Speaker:Mr. Ming Lai CHAN
Affiliation:The University of Hong Kong
Date:May 4, 2018 (Friday)
Time:4:30 p.m.
Venue:Rm 522, 5/F, Chong Yuet Ming Physics Building, HKU

Abstract
 

Quantum key distribution (QKD) has been a promising candidate for establishing secure quantum communication, as it is based solely on the laws of quantum mechanics and proven to be unconditionally secure. However, QKD alone is practical in limited distance (~300km) due to the exponential scaling of error probability with communication distance. To extend the range of QKD, one approach is to deploy quantum repeater, a device that makes use of entanglement generation and entanglement swapping to generate an entangled pair of particles in long distance, which can be used in QKD to create a shared secret key between two communicating parties for secure communication.

This solution is simple but suffers from a staggering demand for quantum memory. In recent years, an all-photonic quantum repeater protocol has been proposed. It circumvents the quantum memory problem under a clever use of time reversal and has a polynomial scaling of resource overhead with distance. Despite the theory of all-photonic quantum repeater is solid, there are still two challenges that make the protocol incompatible with existing technology: Generation of multi-photon graph states and the use of ideal Bell-state measurement (BSM).
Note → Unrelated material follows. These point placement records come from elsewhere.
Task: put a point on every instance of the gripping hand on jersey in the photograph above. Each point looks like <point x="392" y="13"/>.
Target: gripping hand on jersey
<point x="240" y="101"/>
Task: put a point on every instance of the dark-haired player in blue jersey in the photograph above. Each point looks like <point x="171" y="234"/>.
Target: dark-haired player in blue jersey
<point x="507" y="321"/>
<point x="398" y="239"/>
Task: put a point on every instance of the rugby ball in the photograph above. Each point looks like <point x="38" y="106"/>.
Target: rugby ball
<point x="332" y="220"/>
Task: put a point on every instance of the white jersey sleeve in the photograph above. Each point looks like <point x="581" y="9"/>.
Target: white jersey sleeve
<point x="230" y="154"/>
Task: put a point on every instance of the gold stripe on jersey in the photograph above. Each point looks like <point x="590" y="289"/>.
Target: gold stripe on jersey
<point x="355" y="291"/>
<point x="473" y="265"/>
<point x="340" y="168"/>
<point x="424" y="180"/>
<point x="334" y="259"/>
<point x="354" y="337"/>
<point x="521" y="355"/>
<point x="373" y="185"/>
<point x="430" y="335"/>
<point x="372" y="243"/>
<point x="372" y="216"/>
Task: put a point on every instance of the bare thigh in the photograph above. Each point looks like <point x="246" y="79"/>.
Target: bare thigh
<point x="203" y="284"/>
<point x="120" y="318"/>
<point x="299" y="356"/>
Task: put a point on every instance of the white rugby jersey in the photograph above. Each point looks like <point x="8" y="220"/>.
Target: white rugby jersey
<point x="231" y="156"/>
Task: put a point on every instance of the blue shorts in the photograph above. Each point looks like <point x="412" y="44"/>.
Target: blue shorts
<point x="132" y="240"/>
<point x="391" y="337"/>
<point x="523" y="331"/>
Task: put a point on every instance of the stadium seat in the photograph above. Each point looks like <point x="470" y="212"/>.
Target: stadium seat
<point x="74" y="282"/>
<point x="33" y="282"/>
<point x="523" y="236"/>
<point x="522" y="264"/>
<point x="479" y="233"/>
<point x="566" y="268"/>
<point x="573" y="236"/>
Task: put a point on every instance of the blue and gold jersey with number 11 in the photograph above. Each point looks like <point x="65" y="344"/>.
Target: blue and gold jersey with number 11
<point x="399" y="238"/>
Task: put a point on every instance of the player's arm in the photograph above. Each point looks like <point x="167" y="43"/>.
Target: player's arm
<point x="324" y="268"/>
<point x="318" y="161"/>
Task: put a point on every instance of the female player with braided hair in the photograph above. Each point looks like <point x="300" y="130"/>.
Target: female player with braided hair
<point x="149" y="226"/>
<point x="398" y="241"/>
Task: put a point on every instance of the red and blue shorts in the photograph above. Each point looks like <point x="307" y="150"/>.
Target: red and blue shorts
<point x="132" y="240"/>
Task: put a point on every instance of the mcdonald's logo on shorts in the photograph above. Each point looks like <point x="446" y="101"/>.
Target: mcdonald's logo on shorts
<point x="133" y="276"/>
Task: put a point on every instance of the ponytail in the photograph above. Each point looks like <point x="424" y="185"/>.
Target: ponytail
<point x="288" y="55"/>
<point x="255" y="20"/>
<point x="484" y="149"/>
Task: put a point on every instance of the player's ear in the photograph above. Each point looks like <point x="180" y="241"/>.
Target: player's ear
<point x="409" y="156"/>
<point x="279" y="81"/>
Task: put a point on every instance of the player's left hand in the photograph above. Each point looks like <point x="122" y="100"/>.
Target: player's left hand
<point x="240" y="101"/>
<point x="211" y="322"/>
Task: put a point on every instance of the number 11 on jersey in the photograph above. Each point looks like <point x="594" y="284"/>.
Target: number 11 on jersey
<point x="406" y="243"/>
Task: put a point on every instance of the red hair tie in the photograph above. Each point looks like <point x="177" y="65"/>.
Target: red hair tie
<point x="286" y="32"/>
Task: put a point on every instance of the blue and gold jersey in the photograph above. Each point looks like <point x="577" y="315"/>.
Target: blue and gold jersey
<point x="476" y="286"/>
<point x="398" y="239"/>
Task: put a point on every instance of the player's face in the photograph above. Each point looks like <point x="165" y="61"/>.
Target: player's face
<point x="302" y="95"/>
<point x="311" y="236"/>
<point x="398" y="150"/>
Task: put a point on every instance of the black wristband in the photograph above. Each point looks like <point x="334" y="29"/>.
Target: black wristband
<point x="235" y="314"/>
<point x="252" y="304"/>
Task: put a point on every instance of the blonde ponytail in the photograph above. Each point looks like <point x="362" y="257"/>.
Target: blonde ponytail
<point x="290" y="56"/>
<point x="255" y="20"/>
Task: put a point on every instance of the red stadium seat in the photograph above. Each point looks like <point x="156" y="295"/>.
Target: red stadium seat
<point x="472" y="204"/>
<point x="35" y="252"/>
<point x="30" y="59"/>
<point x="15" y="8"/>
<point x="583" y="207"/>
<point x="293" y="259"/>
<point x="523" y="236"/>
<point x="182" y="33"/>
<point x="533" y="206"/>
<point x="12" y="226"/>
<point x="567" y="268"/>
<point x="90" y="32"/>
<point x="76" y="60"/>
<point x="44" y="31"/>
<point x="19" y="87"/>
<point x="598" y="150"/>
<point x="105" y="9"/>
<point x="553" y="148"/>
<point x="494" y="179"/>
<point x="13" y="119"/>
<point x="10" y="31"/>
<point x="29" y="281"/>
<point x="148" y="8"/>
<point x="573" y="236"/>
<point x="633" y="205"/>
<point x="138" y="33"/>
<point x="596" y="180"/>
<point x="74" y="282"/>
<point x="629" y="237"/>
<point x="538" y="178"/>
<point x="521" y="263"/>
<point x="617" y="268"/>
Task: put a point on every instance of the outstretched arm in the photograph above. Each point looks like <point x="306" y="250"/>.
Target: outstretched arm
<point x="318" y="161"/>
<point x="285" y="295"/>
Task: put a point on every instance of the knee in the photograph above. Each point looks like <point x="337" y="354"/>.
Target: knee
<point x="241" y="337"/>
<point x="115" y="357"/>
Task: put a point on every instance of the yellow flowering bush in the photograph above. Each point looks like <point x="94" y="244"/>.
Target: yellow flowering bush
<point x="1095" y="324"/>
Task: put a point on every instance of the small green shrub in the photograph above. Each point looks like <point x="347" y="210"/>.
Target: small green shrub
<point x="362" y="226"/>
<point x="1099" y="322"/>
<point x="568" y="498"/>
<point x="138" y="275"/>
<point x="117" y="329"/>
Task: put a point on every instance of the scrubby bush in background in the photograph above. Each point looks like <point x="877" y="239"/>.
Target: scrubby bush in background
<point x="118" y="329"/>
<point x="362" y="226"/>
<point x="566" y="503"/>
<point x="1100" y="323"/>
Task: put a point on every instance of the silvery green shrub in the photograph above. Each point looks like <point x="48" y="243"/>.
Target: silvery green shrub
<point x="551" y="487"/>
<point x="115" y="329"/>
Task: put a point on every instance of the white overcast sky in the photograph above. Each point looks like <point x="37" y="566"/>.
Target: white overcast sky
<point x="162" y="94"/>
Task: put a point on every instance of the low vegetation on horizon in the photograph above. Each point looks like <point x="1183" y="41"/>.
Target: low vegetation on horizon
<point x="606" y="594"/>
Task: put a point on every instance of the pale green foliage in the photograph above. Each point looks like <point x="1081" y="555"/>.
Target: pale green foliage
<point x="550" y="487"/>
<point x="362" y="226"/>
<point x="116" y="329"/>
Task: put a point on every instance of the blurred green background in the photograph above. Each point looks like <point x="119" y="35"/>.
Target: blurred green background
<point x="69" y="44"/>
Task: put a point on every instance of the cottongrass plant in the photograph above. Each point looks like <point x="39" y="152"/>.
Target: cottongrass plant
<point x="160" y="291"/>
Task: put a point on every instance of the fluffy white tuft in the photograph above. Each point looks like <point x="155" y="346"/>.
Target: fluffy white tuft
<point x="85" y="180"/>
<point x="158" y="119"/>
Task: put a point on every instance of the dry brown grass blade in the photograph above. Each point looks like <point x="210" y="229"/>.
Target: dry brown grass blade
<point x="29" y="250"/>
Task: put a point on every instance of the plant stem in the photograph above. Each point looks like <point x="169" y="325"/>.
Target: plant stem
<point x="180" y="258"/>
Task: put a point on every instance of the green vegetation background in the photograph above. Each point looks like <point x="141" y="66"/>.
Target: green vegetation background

In this seminar, I focus on the second challenge by analyzing the use of realistic BSM in the protocol with 99% input photon loss, detector dark counts and inefficiency. Under these practical imperfections, I found a more realistic upper bound for communication distance. The upper bound may serve as a reference for the experimental implementation of all-photonic quantum repeater in a long distance QKD-based quantum internet.

Anyone interested is welcome to attend.